PHDF5, testpar/t_mpi fails

I am attempting to install HDF5 (latest stable release, v1.14.4-3) with enable-parallel, but the testpar/t_mpi test in ‘make check’ fails.
This is with Intel OneAPI, v2021.9.0 on a AWS instance. My configure line is:
–with-zlib=$ZLIB --enable-fortran --enable-hl --enable-parallel --disable-shared
where ZLIB is where I installed the zlib compression library.

I currently don’t have the option of updating the Intel OneAPI version.

I would love if someone could help me. Thanks!

Hi, @gregory.thompson !

What’s your OS - windows / mac / linux?

It’s Linux2 on AWS.

Would building a more recent version of MPI make any difference? I have read something related to ROMIO in an older version of Intel’s MPI is to blame.
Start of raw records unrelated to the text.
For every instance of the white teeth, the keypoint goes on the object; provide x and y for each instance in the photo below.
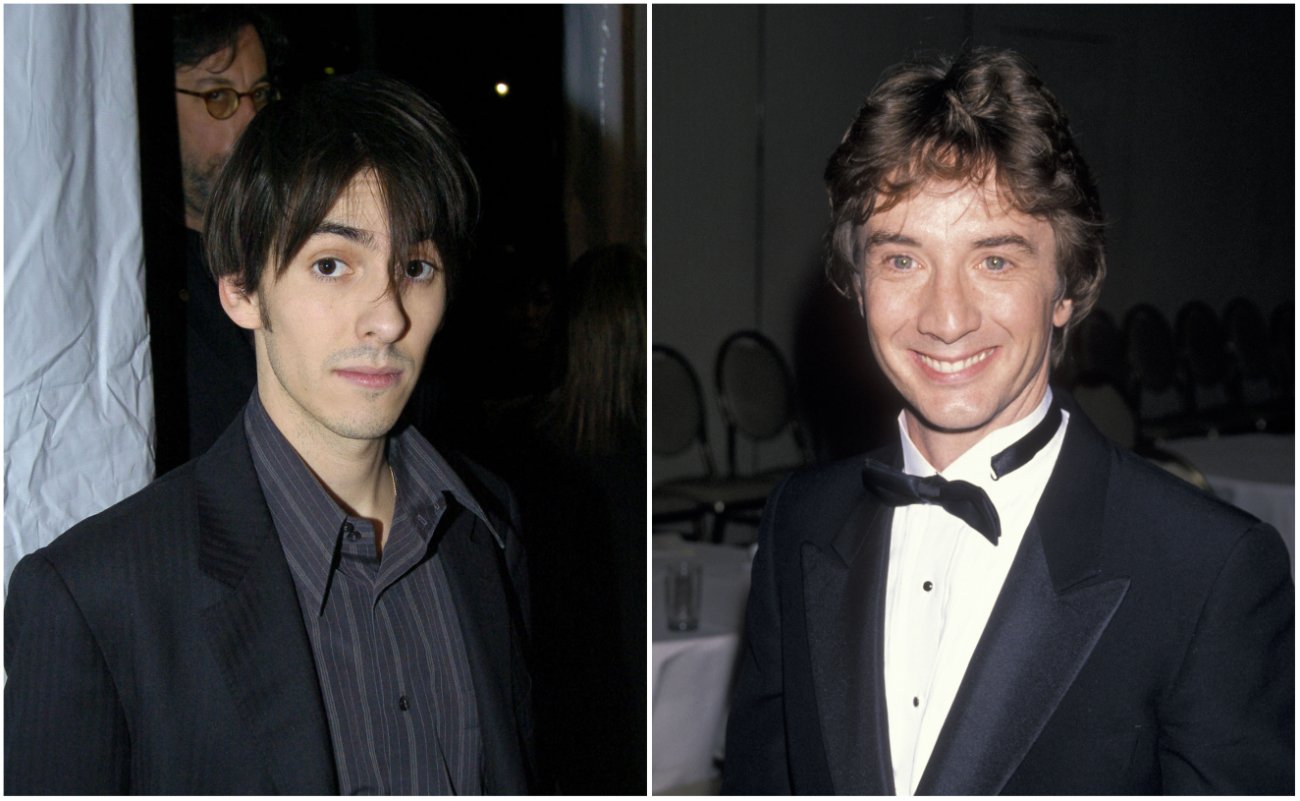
(953, 367)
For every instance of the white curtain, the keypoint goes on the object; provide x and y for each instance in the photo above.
(605, 94)
(78, 399)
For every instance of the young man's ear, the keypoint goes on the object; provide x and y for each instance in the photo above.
(241, 306)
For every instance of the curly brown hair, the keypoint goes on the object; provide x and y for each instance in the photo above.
(980, 113)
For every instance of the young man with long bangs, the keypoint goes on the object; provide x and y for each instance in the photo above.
(321, 602)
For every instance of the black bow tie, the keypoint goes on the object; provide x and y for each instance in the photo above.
(961, 498)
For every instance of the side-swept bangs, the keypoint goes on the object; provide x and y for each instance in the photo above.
(298, 157)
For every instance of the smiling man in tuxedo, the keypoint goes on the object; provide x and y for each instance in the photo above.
(323, 602)
(1002, 601)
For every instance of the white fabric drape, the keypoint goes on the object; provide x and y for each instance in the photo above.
(78, 399)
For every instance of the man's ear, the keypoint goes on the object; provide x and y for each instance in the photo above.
(241, 306)
(1061, 312)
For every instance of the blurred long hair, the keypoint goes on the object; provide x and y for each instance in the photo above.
(602, 402)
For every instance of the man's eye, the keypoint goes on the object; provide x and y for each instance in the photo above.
(328, 268)
(420, 271)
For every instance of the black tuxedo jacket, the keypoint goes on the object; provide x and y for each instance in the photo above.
(1143, 643)
(159, 646)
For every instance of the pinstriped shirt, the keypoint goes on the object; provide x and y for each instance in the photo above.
(390, 657)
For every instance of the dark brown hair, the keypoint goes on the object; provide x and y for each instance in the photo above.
(199, 31)
(299, 155)
(603, 393)
(982, 113)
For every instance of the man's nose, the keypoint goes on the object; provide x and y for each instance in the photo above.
(949, 310)
(384, 319)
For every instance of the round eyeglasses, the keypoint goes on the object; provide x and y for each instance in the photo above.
(222, 103)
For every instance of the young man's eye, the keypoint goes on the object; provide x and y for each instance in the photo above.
(420, 271)
(328, 268)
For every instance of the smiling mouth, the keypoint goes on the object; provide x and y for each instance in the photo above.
(371, 377)
(953, 367)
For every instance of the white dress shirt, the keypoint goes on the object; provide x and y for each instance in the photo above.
(944, 577)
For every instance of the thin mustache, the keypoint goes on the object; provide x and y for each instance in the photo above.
(369, 356)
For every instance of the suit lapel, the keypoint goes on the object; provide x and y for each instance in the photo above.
(255, 627)
(844, 594)
(1049, 615)
(490, 622)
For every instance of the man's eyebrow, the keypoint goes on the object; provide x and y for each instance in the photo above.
(354, 234)
(1006, 239)
(222, 81)
(879, 238)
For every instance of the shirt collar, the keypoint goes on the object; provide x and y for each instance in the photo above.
(975, 464)
(310, 522)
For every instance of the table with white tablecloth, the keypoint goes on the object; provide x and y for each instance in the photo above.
(1255, 472)
(693, 672)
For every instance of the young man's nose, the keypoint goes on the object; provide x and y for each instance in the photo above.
(948, 307)
(384, 317)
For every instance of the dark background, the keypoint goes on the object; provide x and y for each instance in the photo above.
(1186, 115)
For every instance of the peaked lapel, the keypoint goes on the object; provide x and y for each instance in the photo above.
(255, 628)
(844, 596)
(490, 623)
(1051, 613)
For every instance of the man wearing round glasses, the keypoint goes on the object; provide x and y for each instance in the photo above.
(224, 59)
(219, 96)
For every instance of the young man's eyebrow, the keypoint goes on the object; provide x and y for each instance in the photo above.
(1006, 241)
(879, 238)
(354, 234)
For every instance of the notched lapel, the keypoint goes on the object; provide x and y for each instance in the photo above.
(256, 628)
(490, 623)
(1049, 615)
(844, 596)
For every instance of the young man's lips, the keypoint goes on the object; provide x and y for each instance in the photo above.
(954, 368)
(371, 377)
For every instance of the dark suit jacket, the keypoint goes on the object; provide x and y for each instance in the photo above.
(159, 646)
(1143, 643)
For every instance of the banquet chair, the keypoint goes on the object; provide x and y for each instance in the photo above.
(1282, 362)
(1096, 351)
(1247, 334)
(679, 427)
(755, 395)
(1207, 363)
(1108, 408)
(1155, 382)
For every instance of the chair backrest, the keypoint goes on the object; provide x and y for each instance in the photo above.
(1108, 410)
(1097, 351)
(1201, 343)
(677, 408)
(1149, 343)
(1282, 351)
(1247, 337)
(755, 393)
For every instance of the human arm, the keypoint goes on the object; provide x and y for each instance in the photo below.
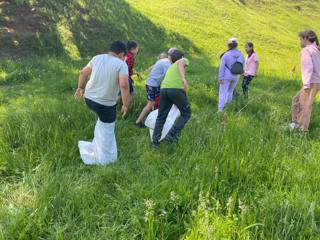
(83, 78)
(222, 69)
(182, 72)
(306, 68)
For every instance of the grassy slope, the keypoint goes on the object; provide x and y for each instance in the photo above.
(47, 192)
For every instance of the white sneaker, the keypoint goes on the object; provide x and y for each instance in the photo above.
(293, 126)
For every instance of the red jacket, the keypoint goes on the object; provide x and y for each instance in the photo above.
(129, 58)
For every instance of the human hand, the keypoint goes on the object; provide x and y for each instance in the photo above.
(78, 94)
(185, 85)
(124, 111)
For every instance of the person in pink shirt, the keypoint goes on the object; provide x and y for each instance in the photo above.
(250, 68)
(310, 69)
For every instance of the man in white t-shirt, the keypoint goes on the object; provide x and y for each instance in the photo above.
(108, 75)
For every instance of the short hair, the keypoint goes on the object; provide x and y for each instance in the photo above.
(131, 45)
(118, 47)
(176, 55)
(250, 44)
(233, 45)
(309, 35)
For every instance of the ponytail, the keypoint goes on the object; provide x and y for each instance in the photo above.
(310, 36)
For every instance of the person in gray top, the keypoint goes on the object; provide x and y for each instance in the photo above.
(153, 83)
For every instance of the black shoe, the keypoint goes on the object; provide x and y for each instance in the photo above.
(140, 125)
(171, 139)
(154, 146)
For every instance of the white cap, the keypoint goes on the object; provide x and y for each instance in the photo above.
(232, 40)
(171, 50)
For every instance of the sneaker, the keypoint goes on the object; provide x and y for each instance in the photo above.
(154, 145)
(171, 139)
(140, 125)
(293, 126)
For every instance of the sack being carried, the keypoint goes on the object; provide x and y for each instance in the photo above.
(103, 148)
(171, 118)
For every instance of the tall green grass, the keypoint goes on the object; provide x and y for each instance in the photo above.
(236, 175)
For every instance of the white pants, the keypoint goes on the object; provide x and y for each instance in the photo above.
(226, 92)
(103, 149)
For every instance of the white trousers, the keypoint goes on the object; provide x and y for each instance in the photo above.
(103, 149)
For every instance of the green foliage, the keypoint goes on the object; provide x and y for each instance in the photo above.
(261, 180)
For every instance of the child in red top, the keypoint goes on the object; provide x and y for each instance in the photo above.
(133, 49)
(250, 69)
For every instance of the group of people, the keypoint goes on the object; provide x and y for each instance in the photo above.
(166, 85)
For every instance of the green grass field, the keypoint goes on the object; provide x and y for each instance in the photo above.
(237, 175)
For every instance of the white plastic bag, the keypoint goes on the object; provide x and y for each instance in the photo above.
(103, 149)
(152, 118)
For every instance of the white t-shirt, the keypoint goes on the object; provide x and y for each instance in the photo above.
(103, 86)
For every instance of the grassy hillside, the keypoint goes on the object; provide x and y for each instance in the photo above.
(238, 175)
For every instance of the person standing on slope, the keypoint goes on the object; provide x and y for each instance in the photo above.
(108, 74)
(173, 91)
(250, 69)
(310, 69)
(231, 68)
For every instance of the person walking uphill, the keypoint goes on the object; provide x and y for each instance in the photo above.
(231, 68)
(108, 73)
(173, 91)
(310, 69)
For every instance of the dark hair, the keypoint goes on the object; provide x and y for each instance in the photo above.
(176, 55)
(250, 44)
(233, 45)
(131, 45)
(118, 47)
(309, 35)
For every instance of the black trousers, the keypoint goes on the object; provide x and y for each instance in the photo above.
(106, 114)
(245, 84)
(168, 97)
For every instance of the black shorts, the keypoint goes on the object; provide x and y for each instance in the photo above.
(152, 93)
(106, 114)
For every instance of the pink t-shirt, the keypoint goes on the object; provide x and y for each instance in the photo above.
(251, 65)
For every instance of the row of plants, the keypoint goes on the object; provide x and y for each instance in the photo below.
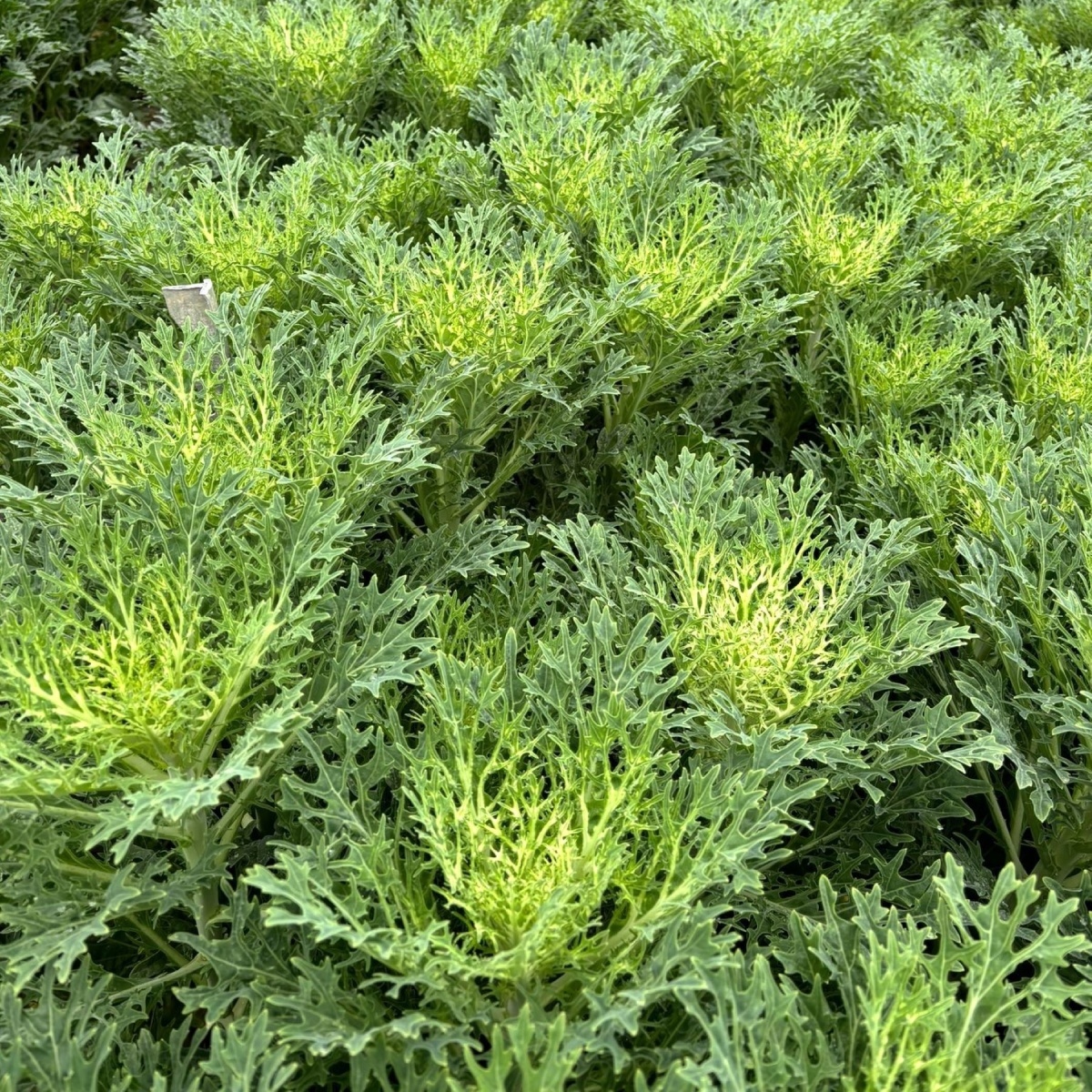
(606, 600)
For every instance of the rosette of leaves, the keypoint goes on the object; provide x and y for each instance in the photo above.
(241, 71)
(113, 230)
(490, 328)
(177, 605)
(59, 72)
(774, 600)
(546, 849)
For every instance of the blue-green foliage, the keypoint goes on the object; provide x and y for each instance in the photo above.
(605, 603)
But if I install a newer MPI in a local dir (I’m unable to override system level installs), does it matter?

Probably.

This is one of our daily test results that is the closest to your setting:

Test: MPI_TEST_t_mpi (Passed)
Build: 1.14.6-openmpi/4.1.2–intel-classic/2021.10.0-magic-Linux-4.18.0-553.27.1.1toss.t4.x86_64-x86_64 (corona211) on 2025-02-05 15:14:12

The Build line means:

HDF5: 1.14.6 (coming soon)
OpenMPI: 4.1.2
oneAPI: 2021.10.0

Thanks for that info. Please excuse my possible blunders, but I am a scientist trying to build an application that can greatly benefit from HDF5’s parallel I/O. My knowledge of “system administration” or software stack installation is seriously low.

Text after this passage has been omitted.